The site is sponsored by MTV’s college network and the Kaiser Family Foundation, a nonprofit group that focuses on health policy. “We feel it’s another kind of activist tool to get out the word about H.I.V. protection,” said Stephen K. Friedman, the general manager of mtvU, the college and university offshoot of Viacom’s MTV network.

The first trial by mtvU of what Mr. Friedman calls “games for change” was Darfur Is Dying, an online simulation of a refugee camp that has logged more than 1.5 million plays since 2006. Other companies have sponsored games about the Israeli-Palestinian conflict, the immigration debate and the world’s water resources.

The network wants the word about its H.I.V. site and its message to be spread like a popular YouTube video. It enlisted celebrities like Wyclef Jean, a musician, and Rosario Dawson, an actress, to make promotions for the game, which are playing across MTV’s networks.

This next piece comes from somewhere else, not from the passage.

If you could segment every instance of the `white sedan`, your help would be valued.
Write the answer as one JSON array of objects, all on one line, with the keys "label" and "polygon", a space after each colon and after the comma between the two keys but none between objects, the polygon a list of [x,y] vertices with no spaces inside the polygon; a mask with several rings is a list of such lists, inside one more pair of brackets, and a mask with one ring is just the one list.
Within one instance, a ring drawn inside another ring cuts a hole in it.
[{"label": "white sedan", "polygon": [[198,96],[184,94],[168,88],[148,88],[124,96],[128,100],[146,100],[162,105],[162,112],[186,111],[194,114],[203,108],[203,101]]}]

The game — if it can really be called that — was played about 5.1 million times by 400,000 people in its first three weeks, according to mtvU. Entertainment Weekly’s Web site suggested it might be the “most depressing use” of an Internet trend ever, but suggested that any H.I.V. outreach effort could be beneficial.
The lesson of Pos Or Not seems a bit simplistic, but is probably a necessary warning to the ill-informed. However, the unfortunate fact for pozzers a decade or more into it is that you often can tell. The meds do eventually take their toll for most. And while the average person might not notice some of the telltale signs, middle-aged gay men in particular seem finely attuned to note even the most subtle hints. Ten or more years ago, I remember standing in a San Francisco bar while an acquaintance accurately judged the status of a dozen men that I knew were positive but thought that they didn't show it. Now I'm probably as skilled as he was.